Warning
This is a repository accompanying a research paper on arxiv, which was published on September 1, 2025. I don't plan to maintain this repository in the long-term. Use at your own risk.
Read Paper on arXiv | Watch video on YouTube |
---|---|
![]() |
![]() |
We present a method to calculate the similarity between words based on their phonetic transcription (their pronunciation) using the Needleman–Wunsch algorithm. We implement this algorithm in Rust and parallelize it on both CPU and GPU to handle large datasets efficiently. The GPU implementation leverages CUDA and the cudarc Rust library to achieve significant performance improvements.
We validate our approach by constructing a fully-connected graph where nodes represent words and edges have weights according to the similarity between the words. This graph is then analyzed using clustering algorithms to identify groups of phonetically similar words. Our results demonstrate the feasibility and effectiveness of the proposed method in analyzing the phonetic structure of languages. It might be easily expanded to other languages.
Preprocess data. See the data section in this Readme for more details. Also see the Python virual env section below.
$ python3 python/0-data-preparation/<script-up-to-number-2>.py
Run the parallelized Rust GPU implementation. The code was tested on a consumer NVIDIA GeForce GTX 1060 6GB. It might not work as intended on other GPUs, although the algorithms were designed to be general enough.

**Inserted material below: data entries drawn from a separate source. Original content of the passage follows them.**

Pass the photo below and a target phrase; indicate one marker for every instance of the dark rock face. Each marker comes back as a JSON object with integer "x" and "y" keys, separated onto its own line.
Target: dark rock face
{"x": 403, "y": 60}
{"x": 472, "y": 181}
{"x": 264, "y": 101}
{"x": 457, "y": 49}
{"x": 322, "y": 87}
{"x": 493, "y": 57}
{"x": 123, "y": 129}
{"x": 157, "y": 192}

$ cargo run --bin gpu --release
$ cargo run --bin make_graph --release
Run the parallelized, but slow Rust CPU implementation.
$ cargo run --release
Plot some outputs. Create a top-level eval/
folder first for the scripts to work.
$ python3 python/evaluation/<script>.py
It is advised to run the Python scripts in a virtual environment.
python -m venv projectname
source projectname/bin/activate
(venv) $ pip install -r requirements.txt
This repository does not contain the data used in the paper. Instead, you can download it from the following sources (also see the paper for more details). For the Python scripts to run properly, create the folders data/lists/
and data/graph/
. Then fill them with the following files:
data/lists/french-words.txt
: french-words. French words with partial POS-tagging and relative frequencies. By frodonh. Note that this uses many different sources to construct the word list, see the repository for more details.data/lists/french-phonetics.json
: WikiPronunciationDict. Pronunciation dictionaries for several languages, based on Wiktionary data. By Daniel Wolf.